T.C.

UYUŞMAZLIK MAHKEMESİ

 

ESAS NO       : 2022/176

KARAR NO  : 2022/216      

KARAR TR  : 18/04/2022

ÖZET: Davacı şirket tarafından sisteme verilen elektrik enerjisi bedelinin ödenmesi istemiyle açılan davanın, davanın açıldığı tarihte davalı konumunda kamu kuruluşu niteliği taşımayan Gediz Elektrik Dağıtım A.Ş.'nin olması karşısında, ADLİ YARGI YERİNDE görülmesi gerektiği hk.

 

 

 

 

K A R A R

 

 

Davacı     : P. G. E. D. T. A.Ş

Vekili       : Av. M. Ö

Davalı      : Gediz Elektrik Dağıtım A.Ş

Vekili       : Av. K. D

Davalı      : Enerji Piyasası Düzenleme Kurulu Başkanlığı

Vekili       : Av. D. İ. E

 

I. DAVA KONUSU OLAY

1.Davacı vekili, yenilenebilir enerji kaynaklarından lisanssız elektrik enerjisi üretimi yapan davacı tarafından, 24700604 tesisat numaralı üretim tesisinden Mart ve Nisan 2021 döneminde sisteme verilen elektrik enerjisi bedelinin Gediz Elektrik Dağıtım A.Ş. tarafından ödenmesi talebiyle davalılara yaptığı 04/08/2021 tarihli başvurunun zımnen reddine dair işlemin iptali ve yürütmenin durdurulması ile Mart ve Nisan 2021 döneminde sisteme verdiğitoplam 286.624 TL elektrik enerjisi bedelinin amme alacaklarına uygulanan faizi ile birlikte ödenmesine karar verilmesiistemiyle idari yargı yerinde dava açmıştır.

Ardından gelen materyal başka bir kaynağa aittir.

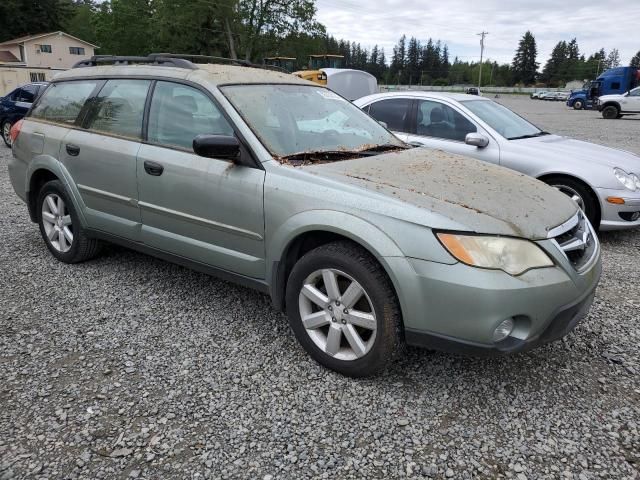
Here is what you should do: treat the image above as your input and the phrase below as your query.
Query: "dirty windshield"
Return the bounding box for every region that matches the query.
[221,84,406,162]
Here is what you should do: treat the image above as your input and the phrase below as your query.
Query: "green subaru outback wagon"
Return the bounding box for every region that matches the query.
[9,55,601,376]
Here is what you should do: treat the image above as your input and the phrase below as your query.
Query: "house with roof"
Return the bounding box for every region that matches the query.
[0,31,98,69]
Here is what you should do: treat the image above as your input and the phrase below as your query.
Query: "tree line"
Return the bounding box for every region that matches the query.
[0,0,640,87]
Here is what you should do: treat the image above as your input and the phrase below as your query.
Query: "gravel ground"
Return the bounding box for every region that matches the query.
[0,111,640,480]
[498,95,640,155]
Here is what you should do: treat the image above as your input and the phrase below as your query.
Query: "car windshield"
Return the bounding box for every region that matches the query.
[462,100,548,140]
[221,84,407,161]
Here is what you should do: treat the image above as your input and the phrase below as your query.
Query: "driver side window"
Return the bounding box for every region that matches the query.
[416,100,478,142]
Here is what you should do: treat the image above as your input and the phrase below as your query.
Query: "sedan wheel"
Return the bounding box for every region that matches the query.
[42,193,73,253]
[298,268,377,360]
[551,185,584,211]
[602,105,620,120]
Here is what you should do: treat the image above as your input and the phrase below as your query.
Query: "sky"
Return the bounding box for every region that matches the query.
[316,0,640,67]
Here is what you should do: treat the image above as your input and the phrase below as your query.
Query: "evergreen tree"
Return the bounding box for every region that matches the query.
[512,30,540,85]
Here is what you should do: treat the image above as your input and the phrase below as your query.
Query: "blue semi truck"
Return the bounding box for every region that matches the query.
[567,67,640,110]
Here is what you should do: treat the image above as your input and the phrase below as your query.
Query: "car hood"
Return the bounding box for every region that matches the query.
[503,135,640,173]
[299,148,577,240]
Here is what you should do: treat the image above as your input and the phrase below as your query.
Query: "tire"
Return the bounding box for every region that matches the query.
[286,241,402,377]
[0,120,13,148]
[36,180,100,263]
[602,105,620,120]
[545,177,600,230]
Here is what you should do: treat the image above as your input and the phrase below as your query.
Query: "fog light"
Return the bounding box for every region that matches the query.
[493,318,514,342]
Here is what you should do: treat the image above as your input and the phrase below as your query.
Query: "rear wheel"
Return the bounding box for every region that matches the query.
[37,180,100,263]
[602,105,620,120]
[545,177,600,229]
[286,242,401,377]
[0,120,12,147]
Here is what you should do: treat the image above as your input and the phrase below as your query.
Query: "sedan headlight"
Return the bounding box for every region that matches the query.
[613,168,640,192]
[437,232,553,275]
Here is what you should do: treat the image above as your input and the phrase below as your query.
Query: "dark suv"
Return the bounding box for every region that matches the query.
[0,82,48,147]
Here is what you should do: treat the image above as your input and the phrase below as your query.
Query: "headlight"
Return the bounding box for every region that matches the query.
[613,168,640,192]
[437,233,553,275]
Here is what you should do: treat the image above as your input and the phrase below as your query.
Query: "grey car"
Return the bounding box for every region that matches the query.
[354,91,640,230]
[9,56,601,376]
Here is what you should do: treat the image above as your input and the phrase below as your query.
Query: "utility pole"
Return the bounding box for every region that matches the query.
[476,31,489,89]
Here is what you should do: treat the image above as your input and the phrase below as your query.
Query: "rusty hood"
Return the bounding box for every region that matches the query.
[300,148,578,240]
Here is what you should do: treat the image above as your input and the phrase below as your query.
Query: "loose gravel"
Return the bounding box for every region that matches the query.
[498,95,640,155]
[0,109,640,480]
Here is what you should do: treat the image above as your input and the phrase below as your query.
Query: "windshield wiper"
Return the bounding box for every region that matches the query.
[280,143,410,162]
[357,143,411,152]
[507,130,551,140]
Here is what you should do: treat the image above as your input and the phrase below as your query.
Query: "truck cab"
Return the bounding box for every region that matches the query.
[567,67,640,110]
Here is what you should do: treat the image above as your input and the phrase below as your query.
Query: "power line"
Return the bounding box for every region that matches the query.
[476,30,489,88]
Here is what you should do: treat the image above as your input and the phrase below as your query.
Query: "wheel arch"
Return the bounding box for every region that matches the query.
[267,211,403,311]
[26,167,60,222]
[536,172,604,225]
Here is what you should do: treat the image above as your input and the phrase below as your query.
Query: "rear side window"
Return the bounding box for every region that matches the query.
[369,98,411,132]
[147,82,233,150]
[87,79,151,139]
[30,80,100,125]
[16,85,38,103]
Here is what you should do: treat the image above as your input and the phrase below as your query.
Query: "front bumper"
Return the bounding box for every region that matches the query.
[382,240,602,355]
[596,188,640,230]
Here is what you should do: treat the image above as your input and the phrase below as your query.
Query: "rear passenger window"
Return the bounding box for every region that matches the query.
[369,98,411,132]
[87,79,151,139]
[30,80,100,125]
[147,82,233,150]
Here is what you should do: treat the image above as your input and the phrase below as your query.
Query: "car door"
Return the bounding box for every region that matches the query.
[408,99,500,164]
[364,97,412,142]
[60,79,151,241]
[137,81,265,279]
[620,87,640,112]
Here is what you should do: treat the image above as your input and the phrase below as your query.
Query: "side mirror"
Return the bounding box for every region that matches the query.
[193,134,240,162]
[464,133,489,148]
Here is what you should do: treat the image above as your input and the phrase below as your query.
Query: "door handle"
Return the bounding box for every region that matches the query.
[144,160,164,177]
[66,143,80,157]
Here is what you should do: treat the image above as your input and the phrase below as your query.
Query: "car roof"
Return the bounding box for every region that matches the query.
[54,64,319,86]
[356,90,491,103]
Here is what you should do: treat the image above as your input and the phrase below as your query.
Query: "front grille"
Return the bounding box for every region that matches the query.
[550,212,598,272]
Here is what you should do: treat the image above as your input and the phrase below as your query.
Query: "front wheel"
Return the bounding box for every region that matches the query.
[286,242,401,377]
[546,177,600,230]
[37,180,100,263]
[602,105,620,120]
[0,120,12,148]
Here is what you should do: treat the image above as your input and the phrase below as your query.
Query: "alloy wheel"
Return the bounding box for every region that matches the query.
[298,268,377,361]
[2,122,11,146]
[42,193,73,253]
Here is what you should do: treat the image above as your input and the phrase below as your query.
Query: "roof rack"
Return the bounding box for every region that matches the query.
[73,53,289,73]
[73,53,198,70]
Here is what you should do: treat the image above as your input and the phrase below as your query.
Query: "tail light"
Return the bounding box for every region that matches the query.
[9,120,22,144]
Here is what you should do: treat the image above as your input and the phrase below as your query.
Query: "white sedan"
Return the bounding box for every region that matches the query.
[354,91,640,230]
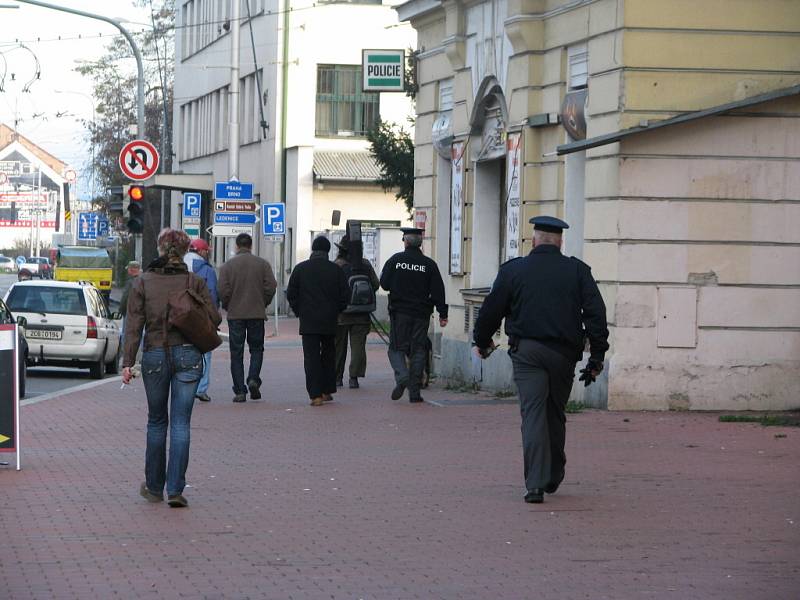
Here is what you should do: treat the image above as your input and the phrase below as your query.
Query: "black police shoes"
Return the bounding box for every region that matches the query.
[544,471,564,494]
[525,488,544,504]
[247,379,261,400]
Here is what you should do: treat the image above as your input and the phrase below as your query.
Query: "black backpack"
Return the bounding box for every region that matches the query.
[342,262,376,314]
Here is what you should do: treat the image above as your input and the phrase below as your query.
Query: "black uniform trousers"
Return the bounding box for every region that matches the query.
[303,333,336,399]
[389,312,430,398]
[509,339,575,490]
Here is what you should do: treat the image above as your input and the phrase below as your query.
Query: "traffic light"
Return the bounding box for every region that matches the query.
[127,185,144,233]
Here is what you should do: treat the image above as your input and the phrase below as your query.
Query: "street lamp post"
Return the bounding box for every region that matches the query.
[15,0,144,136]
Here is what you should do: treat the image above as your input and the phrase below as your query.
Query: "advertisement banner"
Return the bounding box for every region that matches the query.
[450,142,466,275]
[504,133,522,260]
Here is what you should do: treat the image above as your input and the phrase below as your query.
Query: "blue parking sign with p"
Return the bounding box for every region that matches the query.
[183,192,202,219]
[261,202,286,235]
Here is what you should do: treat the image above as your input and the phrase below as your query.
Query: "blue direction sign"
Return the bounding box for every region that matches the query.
[183,192,202,219]
[78,213,97,240]
[214,179,253,200]
[261,202,286,235]
[214,213,258,225]
[97,217,108,237]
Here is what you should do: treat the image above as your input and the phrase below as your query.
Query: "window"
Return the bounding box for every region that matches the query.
[567,44,589,90]
[176,69,263,160]
[316,65,380,137]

2. Davalı Gediz Elektrik Dağıtım A.Ş. vekili süresi içinde verdiği savunma dilekçesinde; müvekkilinin özel hukuk tüzel kişisi olması sebebiyle davanın adli yargı yerinde görülmesi gerektiği görüşüyle davanın görev yönünden reddini talep etmiştir.

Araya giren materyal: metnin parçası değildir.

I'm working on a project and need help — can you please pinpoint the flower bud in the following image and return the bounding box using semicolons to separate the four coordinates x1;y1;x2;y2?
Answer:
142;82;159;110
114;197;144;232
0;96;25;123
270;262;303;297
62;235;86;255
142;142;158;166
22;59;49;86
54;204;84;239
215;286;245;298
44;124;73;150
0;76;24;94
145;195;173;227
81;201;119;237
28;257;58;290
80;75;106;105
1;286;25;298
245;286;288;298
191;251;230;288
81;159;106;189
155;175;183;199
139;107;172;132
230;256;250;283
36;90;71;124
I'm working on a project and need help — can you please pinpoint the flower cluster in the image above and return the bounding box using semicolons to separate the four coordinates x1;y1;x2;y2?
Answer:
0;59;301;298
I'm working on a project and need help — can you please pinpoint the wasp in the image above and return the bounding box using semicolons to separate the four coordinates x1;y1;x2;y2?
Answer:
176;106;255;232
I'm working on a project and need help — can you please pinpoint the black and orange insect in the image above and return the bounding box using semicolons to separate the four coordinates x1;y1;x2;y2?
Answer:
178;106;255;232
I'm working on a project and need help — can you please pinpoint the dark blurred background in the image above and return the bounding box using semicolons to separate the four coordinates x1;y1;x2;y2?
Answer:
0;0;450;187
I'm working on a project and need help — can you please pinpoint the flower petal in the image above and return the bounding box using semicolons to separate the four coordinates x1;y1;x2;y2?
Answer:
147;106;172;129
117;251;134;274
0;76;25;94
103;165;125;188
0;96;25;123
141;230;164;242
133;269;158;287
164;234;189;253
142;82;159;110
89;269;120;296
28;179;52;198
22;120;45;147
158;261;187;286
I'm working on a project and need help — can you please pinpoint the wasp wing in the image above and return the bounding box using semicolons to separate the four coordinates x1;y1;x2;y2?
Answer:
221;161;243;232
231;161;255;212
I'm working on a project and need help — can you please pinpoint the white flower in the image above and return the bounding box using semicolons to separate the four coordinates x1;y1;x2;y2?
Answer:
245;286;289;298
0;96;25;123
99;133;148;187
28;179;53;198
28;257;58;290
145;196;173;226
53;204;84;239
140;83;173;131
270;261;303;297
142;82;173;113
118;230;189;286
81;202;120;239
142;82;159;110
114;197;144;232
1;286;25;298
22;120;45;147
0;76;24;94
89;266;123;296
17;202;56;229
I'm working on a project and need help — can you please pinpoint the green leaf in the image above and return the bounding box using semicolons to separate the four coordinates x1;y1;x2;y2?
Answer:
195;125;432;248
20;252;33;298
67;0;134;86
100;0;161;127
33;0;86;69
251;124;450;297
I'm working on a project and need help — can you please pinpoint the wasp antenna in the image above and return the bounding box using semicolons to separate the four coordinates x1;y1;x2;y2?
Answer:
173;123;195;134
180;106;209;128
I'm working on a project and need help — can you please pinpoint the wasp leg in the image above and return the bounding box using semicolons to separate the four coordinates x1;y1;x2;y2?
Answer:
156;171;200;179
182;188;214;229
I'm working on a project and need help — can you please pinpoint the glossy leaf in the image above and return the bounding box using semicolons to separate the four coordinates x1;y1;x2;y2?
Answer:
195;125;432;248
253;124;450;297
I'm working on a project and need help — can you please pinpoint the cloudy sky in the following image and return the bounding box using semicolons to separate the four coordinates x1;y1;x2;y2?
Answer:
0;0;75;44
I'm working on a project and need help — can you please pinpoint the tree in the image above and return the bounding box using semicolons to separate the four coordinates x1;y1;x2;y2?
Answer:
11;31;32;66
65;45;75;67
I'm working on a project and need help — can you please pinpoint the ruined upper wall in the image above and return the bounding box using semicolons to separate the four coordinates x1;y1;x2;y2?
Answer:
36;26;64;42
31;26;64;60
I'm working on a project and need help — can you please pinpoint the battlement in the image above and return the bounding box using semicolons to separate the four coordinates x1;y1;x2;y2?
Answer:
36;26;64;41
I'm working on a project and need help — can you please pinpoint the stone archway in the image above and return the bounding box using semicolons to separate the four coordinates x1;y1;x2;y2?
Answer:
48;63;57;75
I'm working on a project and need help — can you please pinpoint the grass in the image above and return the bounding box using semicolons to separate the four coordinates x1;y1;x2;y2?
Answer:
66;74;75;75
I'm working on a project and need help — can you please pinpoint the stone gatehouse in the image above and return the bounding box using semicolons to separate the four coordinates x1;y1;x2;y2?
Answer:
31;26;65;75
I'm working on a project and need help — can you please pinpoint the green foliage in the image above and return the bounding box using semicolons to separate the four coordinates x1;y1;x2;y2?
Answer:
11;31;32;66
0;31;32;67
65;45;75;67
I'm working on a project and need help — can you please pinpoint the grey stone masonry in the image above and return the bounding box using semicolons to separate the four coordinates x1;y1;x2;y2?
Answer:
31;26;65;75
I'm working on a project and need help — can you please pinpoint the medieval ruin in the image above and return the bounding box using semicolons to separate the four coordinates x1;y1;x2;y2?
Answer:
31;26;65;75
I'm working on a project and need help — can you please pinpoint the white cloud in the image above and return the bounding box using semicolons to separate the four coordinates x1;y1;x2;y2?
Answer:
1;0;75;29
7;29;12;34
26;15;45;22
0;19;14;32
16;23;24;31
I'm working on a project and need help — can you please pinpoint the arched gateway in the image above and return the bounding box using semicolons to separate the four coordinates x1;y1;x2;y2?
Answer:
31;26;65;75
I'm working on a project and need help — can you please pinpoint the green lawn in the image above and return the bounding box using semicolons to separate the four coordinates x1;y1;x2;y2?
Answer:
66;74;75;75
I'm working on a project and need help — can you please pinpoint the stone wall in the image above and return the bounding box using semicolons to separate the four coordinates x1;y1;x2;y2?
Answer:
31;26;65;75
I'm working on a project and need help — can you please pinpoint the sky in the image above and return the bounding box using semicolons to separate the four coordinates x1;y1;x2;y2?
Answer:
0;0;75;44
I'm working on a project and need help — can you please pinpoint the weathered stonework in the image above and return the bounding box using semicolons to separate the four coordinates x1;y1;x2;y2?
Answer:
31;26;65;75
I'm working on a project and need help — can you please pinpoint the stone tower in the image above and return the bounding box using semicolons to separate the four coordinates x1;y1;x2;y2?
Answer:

II. UYUŞMAZLIĞA İLİŞKİN BAŞVURU SÜRECİ

A. İdari Yargıda

3. Ankara 15. İdare Mahkemesi, E.2021/1896 sayılı dosyada, 12/11/2021 tarihinde verdiği görevlilik kararı ile talebi reddetmiştir. Kararın gerekçesinin ilgili kısmı şu şekildedir:

“…2577 sayılı İdari Yargılama Usulü Kanunu'nun 2. maddesinde; İdari dava türleri, idari işlemler hakkında yetki, şekil, sebep, konu ve maksat yönlerinden biri ile hukuka aykırı olduklarından dolayı açılan iptal davaları; idari işlem ve eylemlerden dolayı kişisel haklan doğrudan muhtel olanlar tarafından açılan tam yargı davaları; kamu hizmetlerinden birinin yürütülmesi için yapılan her türlü idari sözleşmelerden dolayı açılan davalar olarak sayılmış; idari yargının idari eylem ve işlemlerin hukuka uygunluğunun denetimini yapmakla görevli olduğu kurala bağlanmıştır.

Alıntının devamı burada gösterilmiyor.